In the "social networking for kids" space, there are, in my opinion, only two sites that get it right - Yoursphere and Imbee. Imbee was very slick and had some really cool features but they have two big strikes against them: 1. They got in trouble with the FTC for violating the Children’s Online Privacy Protection Act (COPPA) by storing children's personal info without parents approval. How can you be a site that advocates child safety and violate COPPA? Someone didn't do their due diligence 2. About a year ago they disappeared off the face of the Earth. I'm not exactly sure why but with no warning to members or prior announcements, they just shut down. Their website now claims a relaunch in "summer 2010" but now that they have frustrated over 50,000 users, it may be difficult to regain trust.
Yoursphere is cool and has a great deal of potential. However, if they are going to keep today's kids interested, I think there are a few things they need (that I'm sure they have thought of and may be planning).

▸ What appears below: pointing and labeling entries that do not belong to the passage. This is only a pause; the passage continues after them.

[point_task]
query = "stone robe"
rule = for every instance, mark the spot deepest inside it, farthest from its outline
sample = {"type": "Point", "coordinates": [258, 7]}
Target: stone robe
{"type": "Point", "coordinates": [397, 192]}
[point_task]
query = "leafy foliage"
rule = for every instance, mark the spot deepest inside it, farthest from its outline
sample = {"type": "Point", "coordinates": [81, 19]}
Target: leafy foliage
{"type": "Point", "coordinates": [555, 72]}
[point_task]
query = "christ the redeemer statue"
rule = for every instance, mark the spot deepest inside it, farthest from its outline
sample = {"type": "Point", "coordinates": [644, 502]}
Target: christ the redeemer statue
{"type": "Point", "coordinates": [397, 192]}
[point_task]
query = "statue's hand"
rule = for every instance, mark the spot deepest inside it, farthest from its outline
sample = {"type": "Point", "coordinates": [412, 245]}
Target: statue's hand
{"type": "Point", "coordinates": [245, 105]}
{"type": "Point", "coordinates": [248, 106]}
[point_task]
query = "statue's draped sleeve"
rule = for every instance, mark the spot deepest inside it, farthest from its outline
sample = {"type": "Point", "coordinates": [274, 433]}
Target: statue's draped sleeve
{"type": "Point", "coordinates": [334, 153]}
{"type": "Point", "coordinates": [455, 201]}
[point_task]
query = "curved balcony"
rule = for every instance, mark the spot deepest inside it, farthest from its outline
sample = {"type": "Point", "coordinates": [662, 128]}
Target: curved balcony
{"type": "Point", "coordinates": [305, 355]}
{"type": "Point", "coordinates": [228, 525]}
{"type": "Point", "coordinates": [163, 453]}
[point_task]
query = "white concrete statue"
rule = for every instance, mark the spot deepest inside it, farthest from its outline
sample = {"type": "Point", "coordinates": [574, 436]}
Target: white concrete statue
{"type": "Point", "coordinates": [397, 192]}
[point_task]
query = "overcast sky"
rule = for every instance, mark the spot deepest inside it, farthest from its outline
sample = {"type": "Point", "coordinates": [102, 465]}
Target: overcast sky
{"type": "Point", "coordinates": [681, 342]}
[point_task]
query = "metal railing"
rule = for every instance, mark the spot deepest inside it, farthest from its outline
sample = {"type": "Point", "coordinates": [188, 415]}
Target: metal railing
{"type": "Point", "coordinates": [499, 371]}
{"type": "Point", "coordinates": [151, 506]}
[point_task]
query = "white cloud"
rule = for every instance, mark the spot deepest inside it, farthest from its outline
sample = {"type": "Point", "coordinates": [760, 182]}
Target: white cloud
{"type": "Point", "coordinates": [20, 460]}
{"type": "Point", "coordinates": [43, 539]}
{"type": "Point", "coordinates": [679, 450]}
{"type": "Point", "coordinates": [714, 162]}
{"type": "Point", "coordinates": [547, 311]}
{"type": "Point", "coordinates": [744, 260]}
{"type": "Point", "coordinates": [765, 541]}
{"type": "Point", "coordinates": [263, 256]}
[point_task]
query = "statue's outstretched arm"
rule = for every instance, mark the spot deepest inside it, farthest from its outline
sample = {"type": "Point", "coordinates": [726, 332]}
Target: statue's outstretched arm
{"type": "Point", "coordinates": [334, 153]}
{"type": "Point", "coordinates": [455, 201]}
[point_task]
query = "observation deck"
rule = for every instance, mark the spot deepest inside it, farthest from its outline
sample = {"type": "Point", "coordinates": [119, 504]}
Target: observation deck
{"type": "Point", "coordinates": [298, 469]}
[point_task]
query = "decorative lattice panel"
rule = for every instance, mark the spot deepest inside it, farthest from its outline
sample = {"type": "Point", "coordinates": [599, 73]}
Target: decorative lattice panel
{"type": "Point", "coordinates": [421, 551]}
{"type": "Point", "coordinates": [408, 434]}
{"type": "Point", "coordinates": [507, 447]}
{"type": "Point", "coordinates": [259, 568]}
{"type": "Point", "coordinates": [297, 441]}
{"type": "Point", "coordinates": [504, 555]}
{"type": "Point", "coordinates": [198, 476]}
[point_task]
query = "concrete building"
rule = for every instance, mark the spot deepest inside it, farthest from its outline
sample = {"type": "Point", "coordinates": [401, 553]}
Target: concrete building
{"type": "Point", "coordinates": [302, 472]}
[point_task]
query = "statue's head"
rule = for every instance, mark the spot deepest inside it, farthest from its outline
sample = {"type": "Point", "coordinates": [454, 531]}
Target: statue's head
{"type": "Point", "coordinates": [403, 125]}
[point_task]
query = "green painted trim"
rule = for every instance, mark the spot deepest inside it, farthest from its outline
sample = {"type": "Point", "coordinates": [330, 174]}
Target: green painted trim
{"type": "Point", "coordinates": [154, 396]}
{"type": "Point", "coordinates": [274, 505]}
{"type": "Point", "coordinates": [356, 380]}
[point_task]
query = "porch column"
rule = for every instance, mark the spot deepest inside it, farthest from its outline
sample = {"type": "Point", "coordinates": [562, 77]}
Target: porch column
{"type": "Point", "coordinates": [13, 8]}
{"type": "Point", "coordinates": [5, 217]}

- Music - Yes, they have a "Music" sphere where information about various artists is posted but that's not what I'm referring to. If they could somehow offer streaming or downloadable music it would be huge. I know this gets into some serious licensing issues but word on the cyber-street is that Imbee is planning to do it.
- TV and Movies - again, yes there is a "TV and Movies" sphere where info is posted and kids can comment but streamed movie trailers, selected episodes of popular shows, movie clips, etc would be very cool.
- Games - the games Yoursphere has are good but nothing groundbreaking. The genre of games that both my son and my daughter (and MANY of their friends) are into right now are simulation games like Farmville, Zoo Tycoon, Animal Crossing, Rollercoaster Tycoon, etc. Games where kids create and cultivate something and interact with others while doing it. These games are entertaining and they keep kids coming back.
- Limited Adult Access - Imbee used to have a feature where parents, teachers, camp counselors, youth ministers, etc. could create pages and post content related to a certain activity. This included class information and homework help, upcoming events, useful information, etc. The ability for a "safe" adult to create an educational, cause oriented, or otherwise helpful sphere would be awesome.
UPDATE - Again thanks to an e-mail from Yoursphere, I discovered I was not entirely correct in this bullet item. Yoursphere does allow educators to create class-based spheres and post educational content to them. Teachers can then interact with the class as a whole but not one on one with students (that kind of interaction belongs in the classroom anyway, right?).
Here's the link: http://www.yoursphere.com
Overall, I am extremely impressed with Yoursphere and definitely recommend it. On a scale of 1 to 10, I give it a 9 and with a little work, it could be a solid 10.